# Is there a difference between extremely slow growing functions and constants with respect to computable functions?

So let's say we have the function $$f(n)$$ that gives $$k$$ such that $$k$$ is the smallest number that gives a busy beaver function $$B$$ value from input $$k$$ that is greater than $$n$$. Or more succinctly the smallest $$k$$ with $$B(k) > n$$. Can there be computable functions that are not in time complexity class $$O(n^c)$$ for some constant $$c$$ but that are in $$O(n^{f(n)})$$. And by extension, is it true that $$P = O(n^{f(n)})$$?

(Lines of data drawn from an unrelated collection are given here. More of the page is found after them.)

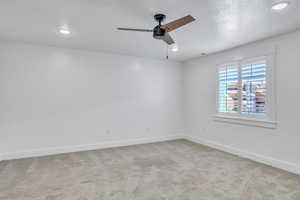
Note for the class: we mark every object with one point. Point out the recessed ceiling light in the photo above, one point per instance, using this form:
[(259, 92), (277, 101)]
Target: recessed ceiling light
[(64, 31), (280, 5)]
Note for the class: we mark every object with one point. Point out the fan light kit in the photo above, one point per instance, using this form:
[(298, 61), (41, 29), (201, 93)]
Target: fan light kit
[(161, 32), (280, 5), (175, 48)]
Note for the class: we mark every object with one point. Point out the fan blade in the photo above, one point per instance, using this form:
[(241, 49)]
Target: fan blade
[(134, 29), (168, 39), (178, 23)]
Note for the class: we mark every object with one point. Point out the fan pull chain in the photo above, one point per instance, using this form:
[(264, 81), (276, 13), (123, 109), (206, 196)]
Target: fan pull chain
[(167, 57)]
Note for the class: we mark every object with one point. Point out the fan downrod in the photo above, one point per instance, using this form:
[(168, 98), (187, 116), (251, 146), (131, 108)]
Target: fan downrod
[(159, 18)]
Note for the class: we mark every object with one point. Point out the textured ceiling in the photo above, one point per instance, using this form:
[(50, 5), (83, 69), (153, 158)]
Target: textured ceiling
[(220, 24)]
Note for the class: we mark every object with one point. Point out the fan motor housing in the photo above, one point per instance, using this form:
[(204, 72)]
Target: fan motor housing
[(158, 33)]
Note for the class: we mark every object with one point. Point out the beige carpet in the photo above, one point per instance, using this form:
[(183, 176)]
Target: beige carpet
[(176, 170)]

• Busy Beaver can't be computed, and thus also $f$ cannot be computed (think of a way knowing $f$ to compute BB). I don't understand how this has to do anything with the rest of the question though. And no, if $f$ is constant then $O(n^{f(n)})$ is like $O(n^c)$, which does not contain all $P$ Jul 28 at 10:06
• @nirshahar I think I wasn't clear enough, I didn't mean $f$ would be constant. I also did not mean to assert that $f$ is computable. I meant to say that given such slow growing $f$, then complexity class $O(n^{f(n)})$ must contain all functions $O(n^c)$ for constant $c$, since $f$ grows and $c$ doesn't. I was just wondering if such a complexity class for computable functions contains anything other than polynomial-time functions? Jul 28 at 10:13
• If $f$ grows fast enough (e.g, at least $\omega(\log(n))$), then yea - by the time hierarchy theorem Jul 28 at 10:18
• @nirshahar Yes, I think I've made it a little more clear, but I specifically meant to ask about the case where $f$ grows slower than any computable function that is not a constant. Jul 28 at 10:22
• Then $f$ must be constant, otherwise it would need to grow slower than $\log(f(n))$, which is clearly much slower-growing than $f(n)$ itself Jul 28 at 10:29

Your definition of $$f$$ is $$f(n) > k \Longleftrightarrow B(k) \leq n.$$ Now suppose that $$M$$ is a Turing machine that runs in time $$C n^{f(n)}$$ but not in polynomial time. Since $$M$$ does not run in polynomial time, for every $$k$$ we can find $$n$$ such that its running time for some input of length $$n$$ is more than $$C n^k$$; this can be done effectively, by going over all strings. Having found such $$n$$, we can conclude that $$Cn^k < Cn^{f(n)}$$ and so $$f(n) > k$$, implying that $$B(k) \leq n$$. Since we can compute such $$n$$ for every $$k$$, this allows us solve the halting problem, showing that no such machine $$M$$ can exist.
As for your second question, if $$g(n) \to \infty$$ then every polytime machine trivially runs in time $$O(n^{g(n)})$$. Indeed, if the machine runs in time $$Cn^C$$ then since $$g(n) \to \infty$$, we have $$g(n) \geq C$$ for large $$n$$, and so $$Cn^C = O(n^{g(n)})$$. This shows that every language in $$\mathsf{P}$$ also lies in $$\mathsf{TIME}(O(n^{f(n)})) = \bigcup_{C \in \mathbb{N}} \mathsf{TIME}(Cn^{f(n)})$$ (often we use $$\mathsf{TIME}(n^{f(n)})$$ to denote this class). As we have seen above, the converse also holds, and so $$\mathsf{P} = \mathsf{TIME}(O(n^{f(n)}))$$.